Yang menarik dalam dongeng itu, saya membacanya di dalam suatu buku, adalah tulisan di bawah dongeng itu yang bunyinya begini, “manusia memisah-misahkan, Tuhan mempersatukan”.
Pesannya sangat jelas. Kalaupun kita bercita-cita untuk membangun persatuan satu nusa, satu bangsa, satu bahasa, harapan-harapan seperti itu tidak akan terjadi dengan mudah apalagi kalau cinta kita kepada Tuhan tidak berkembang. Karena sekali lagi Tuhan memang mempersatukan tetapi manusia-manusia seperti kita-kita ini mempunyai kecenderungan untuk memisah-misahkan dan untuk membeda-bedakan.
Marilah dengan pesan itu kita berharap, semoga Pesparani III ini menjadi kesempatan, dengan rahmat Tuhan bagi kita semua untuk mempersatukan kita, dengan rahmat Tuhan sebagai umat Tuhan, sebagai warga negara Indonesia. Dan semoga sebagai umat Tuhan yang selalu berusaha membangun persaudaraan sejati, persaudaraan dalam keberagaman, kita sunguh-sungguh dapat berperan di dalam mewujudkan cita-cita satu nusa, satu bangsa, dan satu bahasa berlandaskan cinta sejati kepada Tuhan.

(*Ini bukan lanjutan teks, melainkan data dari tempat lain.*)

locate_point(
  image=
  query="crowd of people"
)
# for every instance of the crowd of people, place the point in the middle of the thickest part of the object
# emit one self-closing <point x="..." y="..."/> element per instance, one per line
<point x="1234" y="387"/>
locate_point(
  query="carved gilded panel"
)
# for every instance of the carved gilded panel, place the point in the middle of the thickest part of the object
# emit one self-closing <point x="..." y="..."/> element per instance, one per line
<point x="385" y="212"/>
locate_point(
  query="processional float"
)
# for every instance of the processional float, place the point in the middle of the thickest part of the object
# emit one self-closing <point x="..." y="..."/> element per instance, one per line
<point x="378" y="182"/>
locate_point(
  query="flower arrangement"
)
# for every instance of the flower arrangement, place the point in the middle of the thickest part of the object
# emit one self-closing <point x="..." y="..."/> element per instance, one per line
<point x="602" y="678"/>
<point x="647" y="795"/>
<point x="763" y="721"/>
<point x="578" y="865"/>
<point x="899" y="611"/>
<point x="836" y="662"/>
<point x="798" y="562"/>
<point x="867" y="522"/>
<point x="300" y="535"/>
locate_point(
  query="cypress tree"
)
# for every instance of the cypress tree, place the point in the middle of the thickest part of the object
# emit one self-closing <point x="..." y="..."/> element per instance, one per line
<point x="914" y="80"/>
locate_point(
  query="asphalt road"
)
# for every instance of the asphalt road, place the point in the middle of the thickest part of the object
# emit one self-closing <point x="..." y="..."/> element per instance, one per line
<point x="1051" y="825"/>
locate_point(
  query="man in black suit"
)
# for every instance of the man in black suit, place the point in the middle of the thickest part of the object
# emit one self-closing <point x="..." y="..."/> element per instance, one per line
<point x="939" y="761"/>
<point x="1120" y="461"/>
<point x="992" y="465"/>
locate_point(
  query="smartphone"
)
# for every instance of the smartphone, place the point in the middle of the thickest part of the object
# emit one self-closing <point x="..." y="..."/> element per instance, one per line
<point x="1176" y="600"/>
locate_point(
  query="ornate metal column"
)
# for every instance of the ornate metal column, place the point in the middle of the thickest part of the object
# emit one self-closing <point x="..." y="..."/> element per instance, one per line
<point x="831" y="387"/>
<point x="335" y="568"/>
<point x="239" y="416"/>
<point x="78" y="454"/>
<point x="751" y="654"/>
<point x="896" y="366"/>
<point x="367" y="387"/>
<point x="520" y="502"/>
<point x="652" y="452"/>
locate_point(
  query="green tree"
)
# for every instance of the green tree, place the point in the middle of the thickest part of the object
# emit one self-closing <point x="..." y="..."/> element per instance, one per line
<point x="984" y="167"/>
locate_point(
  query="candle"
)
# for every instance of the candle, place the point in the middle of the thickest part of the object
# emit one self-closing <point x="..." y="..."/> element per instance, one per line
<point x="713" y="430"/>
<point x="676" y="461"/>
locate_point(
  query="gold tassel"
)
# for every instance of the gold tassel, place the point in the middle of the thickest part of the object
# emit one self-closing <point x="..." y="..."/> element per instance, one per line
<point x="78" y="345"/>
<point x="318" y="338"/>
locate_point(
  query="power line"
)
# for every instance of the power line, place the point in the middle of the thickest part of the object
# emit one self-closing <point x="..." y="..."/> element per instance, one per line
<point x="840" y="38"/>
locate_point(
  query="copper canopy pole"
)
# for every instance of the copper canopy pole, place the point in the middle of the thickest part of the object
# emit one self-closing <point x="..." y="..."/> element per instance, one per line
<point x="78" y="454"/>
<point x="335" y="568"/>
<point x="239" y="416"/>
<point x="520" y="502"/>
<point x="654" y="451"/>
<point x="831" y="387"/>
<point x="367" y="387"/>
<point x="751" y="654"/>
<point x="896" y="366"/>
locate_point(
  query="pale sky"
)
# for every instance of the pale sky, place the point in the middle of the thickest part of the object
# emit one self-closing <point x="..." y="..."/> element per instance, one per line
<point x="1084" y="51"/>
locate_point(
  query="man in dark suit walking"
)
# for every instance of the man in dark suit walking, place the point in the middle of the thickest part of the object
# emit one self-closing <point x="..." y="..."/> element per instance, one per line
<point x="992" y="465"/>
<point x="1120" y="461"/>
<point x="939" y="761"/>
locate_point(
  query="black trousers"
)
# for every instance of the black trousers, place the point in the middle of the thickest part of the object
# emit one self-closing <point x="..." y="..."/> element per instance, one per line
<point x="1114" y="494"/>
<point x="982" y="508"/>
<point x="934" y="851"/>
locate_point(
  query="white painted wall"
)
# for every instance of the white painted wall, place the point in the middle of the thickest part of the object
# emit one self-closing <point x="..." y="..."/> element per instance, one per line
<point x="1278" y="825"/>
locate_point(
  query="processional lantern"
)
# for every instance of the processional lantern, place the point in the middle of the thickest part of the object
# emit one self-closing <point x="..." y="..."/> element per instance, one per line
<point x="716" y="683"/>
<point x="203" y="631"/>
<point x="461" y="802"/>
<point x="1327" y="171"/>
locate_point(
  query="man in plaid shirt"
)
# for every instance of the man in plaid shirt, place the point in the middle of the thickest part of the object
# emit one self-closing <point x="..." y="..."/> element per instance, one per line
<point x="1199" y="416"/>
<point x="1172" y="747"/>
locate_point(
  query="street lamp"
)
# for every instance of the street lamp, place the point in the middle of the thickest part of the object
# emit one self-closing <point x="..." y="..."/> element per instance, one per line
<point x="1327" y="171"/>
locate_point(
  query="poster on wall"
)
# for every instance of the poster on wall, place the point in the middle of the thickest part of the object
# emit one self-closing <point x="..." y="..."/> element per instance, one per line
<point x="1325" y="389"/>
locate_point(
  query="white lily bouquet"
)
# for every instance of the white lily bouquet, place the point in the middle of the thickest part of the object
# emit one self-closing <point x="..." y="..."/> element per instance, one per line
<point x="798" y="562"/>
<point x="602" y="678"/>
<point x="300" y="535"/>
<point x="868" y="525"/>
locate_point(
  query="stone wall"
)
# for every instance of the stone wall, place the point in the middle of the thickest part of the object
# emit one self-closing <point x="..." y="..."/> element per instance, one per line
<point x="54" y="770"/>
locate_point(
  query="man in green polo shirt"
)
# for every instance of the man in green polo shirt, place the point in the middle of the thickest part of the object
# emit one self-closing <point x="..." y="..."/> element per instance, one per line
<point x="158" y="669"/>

Mengakhiri renungan ini, kalau boleh saya mengajak para hadirin sekalian, umat sekalian, untuk mengungkapkan syukur kita atas anugerah Tuhan, persaudaraan dalam keberagaman, untuk berdiri dan bersama-sama menyanyikan lagu “Satu Nusa, Satu Bangsa”.
Mohon bantuan koor.
Satu nusa
Satu bangsa
Satu bahasa kita
Tanah Air
Pasti jaya
Untuk selama-lamanya
Indonesia pusaka
Indonesia tercinta
Nusa bangsa
dan bahasa
Kita bela bersama
Semoga Tuhan meneguhkan niat-niat baik kita untuk terus berusaha tanpa lelah membangun persaudaraan dalam keberagaman di tengah-tengah berbagai macam tantangan. Tuhan memberkati!